How AI Saved My Internship
Hey everyone!
Hey everyone!
The learning curve in tech can be steep, especially when you’re starting a new role. My internship as a software engineer was a perfect example. The second week threw me headfirst into the world of AWS Lambda functions and Amazon Q, which I had never used before. It was a challenge, but a rewarding one!
One week of prep? No problem. Working on AWS Lambda functions, which were completely new to me? Easy peasy… right? Well, not exactly.
Let me tell you, staring at that code with a million questions swirling in my head was enough to make anyone want to run for the hills. Especially since this project involved Amazon Q, an application that was still in preview mode. No tutorials, no clear examples, just a big pile of documentation that felt like it was written in another language.
Here’s the thing, I knew from experience that trying to learn absolutely everything before starting wouldn’t work. So, I took a deep breath and decided to tackle this beast one step at a time.
First things first, understand the basics. I dove into the documentation for both Amazon Q and Lambda functions, slowly piecing together how they worked. It wasn’t the most exciting way to spend my afternoon, but hey, gotta build that foundation!
Now, things got even more interesting! They had a robust codebase built using Lambda functions. This existing codebase proved to be a fantastic learning tool. By examining it, I could understand the project’s original architecture and functionality, which provided valuable context for working with Lambda functions
Here’s the trick, I used AI tools like Bard (Now Gemini), ChatGPT, and even the built-in chat application called Amazon Q from AWS. Think of it like asking a friend for help with homework.
Now, these AI tools are amazing, but they’re not mind readers.
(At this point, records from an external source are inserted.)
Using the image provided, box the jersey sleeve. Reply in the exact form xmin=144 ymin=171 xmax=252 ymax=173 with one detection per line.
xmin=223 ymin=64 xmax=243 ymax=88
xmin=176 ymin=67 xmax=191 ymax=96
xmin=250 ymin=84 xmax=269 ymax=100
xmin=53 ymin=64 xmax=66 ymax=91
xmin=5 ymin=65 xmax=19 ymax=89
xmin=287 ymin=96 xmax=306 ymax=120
Imagine you walk into a candy store with a million different chocolates and ask for one “without any specific details.” You might end up with something good, but it might not be exactly what you craved.
The same goes for AI tools. You gotta be specific! Instead of saying, “Write me some code for this,” I’d be more like, “Hey Bard, can you create a sample Lambda function that interacts with the Amazon Q API to get user data?” Now we’re talking!
By giving the AI tool clear instructions and examples, I could break down the bigger project into smaller, more manageable tasks. Didn’t understand something in the code I found? I’d ask the AI to explain it in simpler terms. Stuck on a specific function? Boom, another prompt for the AI and voila! Instant mini-tutorial.
It was like having a personal coding coach at my fingertips, 24/7. This way, I could learn the ropes of Lambda functions and Amazon Q much faster than if I’d relied solely on the documentation.
Now, I’m not saying AI tools are a magic bullet. You still gotta put in the effort, understand the concepts behind the code, and be able to think critically. But by using them effectively, you can seriously cut down on your learning time and boost your coding skills — just like I did!
So, next time you’re feeling overwhelmed with a new project, remember: there’s a whole world of AI tools out there waiting to help. Just be sure to give them clear instructions, and who knows, you might just become a master coder in record time!